La nuit avec Alice, lorsque Julia rôdait autour de la maison
de Botho Strauss

critiqué par Sahkti, le 12 avril 2006
(Genève - 50 ans)


La note:  étoiles
Il est temps de se réveiller
"Une vieille et faible Europe détruite par l'Amérique, inutile, épuisée, liquidée, qui se contente de gémir toujours la paix, la paix..."

C'est noir, sombre et dense. C'est un peu effrayant cette réalité humaine complètement déshumanisée. Botho Strauss dépeint le portrait d'un ghetto de luxe dans lequel vivent des comédiens que le temps et le monde ont oublié. Un homme se réveille après avoir passé la nuit avec une inconnue. Au milieu de ses interrogations surgissent d'autres visages, d'autres êtres, qui dissertent sur l'oubli, la fuite de la mémoire et la société qui s'effrondre. Le monde ne tourne pas rond, c'est sinistre.
Se succèdent des êtres bibliques, oniriques, des personnages de légendes antiques ou contemporaines, des êtres de tous les jours, des fantômes et des fantasmes.

Au-delà de cette histoire de personnages qui apprennent à se reconnaître ou à se méconnaître, Strauss lance un avertissement contre la perte de repères et l'oubli, souvent volontaire, de mémoire face à nos racines, nos peuples, nos sociétés et notre culture. On a beau s'inventer tous les moyens de sauvegarde des souvenirs, des images et des mots, l'amnésie n'a jamais été aussi forte. A force d'agir de la sorte, un beau jour (plutôt un laid jour...), nous ne saurons plus qui nous sommes ni d'où nous venons.

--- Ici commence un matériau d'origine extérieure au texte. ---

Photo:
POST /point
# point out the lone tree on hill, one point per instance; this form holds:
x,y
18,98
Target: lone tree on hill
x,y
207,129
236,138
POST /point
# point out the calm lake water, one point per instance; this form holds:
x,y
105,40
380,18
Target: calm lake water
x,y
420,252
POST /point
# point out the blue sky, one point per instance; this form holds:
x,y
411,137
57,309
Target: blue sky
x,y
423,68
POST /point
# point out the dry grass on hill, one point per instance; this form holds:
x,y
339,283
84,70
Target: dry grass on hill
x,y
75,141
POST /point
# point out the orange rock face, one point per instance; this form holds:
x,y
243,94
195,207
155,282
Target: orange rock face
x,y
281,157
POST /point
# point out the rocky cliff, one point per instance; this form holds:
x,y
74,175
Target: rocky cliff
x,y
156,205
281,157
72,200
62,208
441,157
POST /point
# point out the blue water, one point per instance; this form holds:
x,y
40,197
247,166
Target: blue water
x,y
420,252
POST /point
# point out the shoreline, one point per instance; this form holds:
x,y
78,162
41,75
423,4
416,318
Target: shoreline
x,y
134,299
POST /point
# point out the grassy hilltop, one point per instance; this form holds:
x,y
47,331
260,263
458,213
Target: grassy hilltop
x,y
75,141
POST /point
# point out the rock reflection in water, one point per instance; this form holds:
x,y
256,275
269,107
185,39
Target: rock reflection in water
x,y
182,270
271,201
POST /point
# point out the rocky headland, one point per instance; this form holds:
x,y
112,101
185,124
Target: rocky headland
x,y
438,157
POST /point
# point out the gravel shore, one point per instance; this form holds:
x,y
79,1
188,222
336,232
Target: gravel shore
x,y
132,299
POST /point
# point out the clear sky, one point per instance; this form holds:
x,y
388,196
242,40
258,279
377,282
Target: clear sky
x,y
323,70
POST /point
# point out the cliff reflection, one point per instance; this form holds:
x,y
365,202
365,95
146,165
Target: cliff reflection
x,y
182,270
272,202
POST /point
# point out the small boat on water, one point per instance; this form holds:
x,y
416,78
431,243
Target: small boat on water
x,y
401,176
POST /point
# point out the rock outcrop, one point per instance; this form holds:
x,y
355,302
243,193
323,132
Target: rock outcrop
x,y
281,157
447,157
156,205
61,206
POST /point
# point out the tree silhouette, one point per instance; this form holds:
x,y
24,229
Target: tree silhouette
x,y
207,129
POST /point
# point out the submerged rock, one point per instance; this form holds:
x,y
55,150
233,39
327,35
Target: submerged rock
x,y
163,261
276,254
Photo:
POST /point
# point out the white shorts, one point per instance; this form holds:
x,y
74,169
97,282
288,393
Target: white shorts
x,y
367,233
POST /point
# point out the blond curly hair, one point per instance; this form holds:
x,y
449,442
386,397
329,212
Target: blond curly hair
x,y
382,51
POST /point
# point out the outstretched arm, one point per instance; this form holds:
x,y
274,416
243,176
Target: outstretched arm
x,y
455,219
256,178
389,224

Botho Strauss est sombre et pessimiste, il lance un cri d'alarme contre la dérive de notre perception de l'autre et de nous-mêmes. Pas tout le temps aisée d'accès, son écriture se veut violente, à l'image de cette révolte qui gronde en lui. Il tente également de toucher le coeur du lecteur là où ça fait mal, car ces acteurs en mal d'existence, c'est un peu de nous dans chacun d'eux et ça donne à réfléchir.